Due to its imposing architecture, Senate House is popular with the film and television industries as a shooting location; often for official buildings. It inspired the description of the Ministry of Truth in George Orwell's Nineteen Eighty-Four.

Films that have featured the building include the 1995 version of Richard III (interior of a government building), the 1984 film of Nineteen Eighty-Four (exterior of the apartment building where O'Brien lives), Blue Ice (a hotel), Spy Game (lobby of CIA Headquarters), Batman Begins (lobby of a court), The Dark Knight Rises (a costume ball), Nanny McPhee and the Big Bang (a war office), Fast & Furious 6 (Moscow Interpol HQ), Jack Ryan: Shadow Recruit (Moscow restaurant), No Time to Die (MI6 Reception), The 355 (a Shanghai casino),, The Flash (Central City Research Center), and Spider-Man: Brand New Day (Damage Control HQ).
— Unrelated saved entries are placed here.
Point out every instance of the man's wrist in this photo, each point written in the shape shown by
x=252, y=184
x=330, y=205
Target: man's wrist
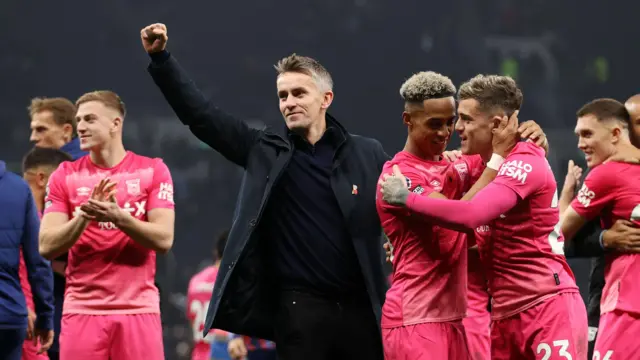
x=159, y=57
x=495, y=162
x=123, y=219
x=601, y=240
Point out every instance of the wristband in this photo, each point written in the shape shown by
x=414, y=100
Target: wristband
x=495, y=162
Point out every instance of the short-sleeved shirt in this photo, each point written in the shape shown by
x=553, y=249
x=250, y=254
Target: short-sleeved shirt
x=523, y=257
x=611, y=191
x=430, y=262
x=108, y=272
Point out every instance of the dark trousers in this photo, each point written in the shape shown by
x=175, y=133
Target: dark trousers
x=11, y=343
x=262, y=355
x=314, y=328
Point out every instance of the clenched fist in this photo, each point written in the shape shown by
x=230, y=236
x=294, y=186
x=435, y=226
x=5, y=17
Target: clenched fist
x=154, y=38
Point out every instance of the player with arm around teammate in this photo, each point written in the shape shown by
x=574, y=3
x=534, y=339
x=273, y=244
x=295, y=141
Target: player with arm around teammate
x=537, y=311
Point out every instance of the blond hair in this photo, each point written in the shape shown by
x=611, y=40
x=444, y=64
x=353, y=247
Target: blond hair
x=493, y=93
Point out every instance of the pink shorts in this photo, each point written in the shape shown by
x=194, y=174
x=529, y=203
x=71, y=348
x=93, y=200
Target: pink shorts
x=426, y=341
x=478, y=330
x=555, y=329
x=104, y=337
x=30, y=351
x=617, y=336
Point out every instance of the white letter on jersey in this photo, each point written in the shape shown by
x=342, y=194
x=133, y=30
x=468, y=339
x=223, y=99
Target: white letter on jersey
x=585, y=196
x=516, y=169
x=166, y=192
x=557, y=247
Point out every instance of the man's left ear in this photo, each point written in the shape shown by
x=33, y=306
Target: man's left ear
x=327, y=100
For television, the building has featured in Jeeves and Wooster (the exterior of Wooster's Manhattan apartment building), Black Mirror, The Crown, Killing Eve, Secret Invasion, and other programmes. Senate House is a prominent location in the first chapters of the 1951 post-apocalyptic novel The Day of the Triffids by John Wyndham, and was thus used (as itself) in the television adaptation The Day of the Triffids.

In C. J. Sansom’s 2014 alternative history novel, Dominion, the building serves as the German embassy by 1952.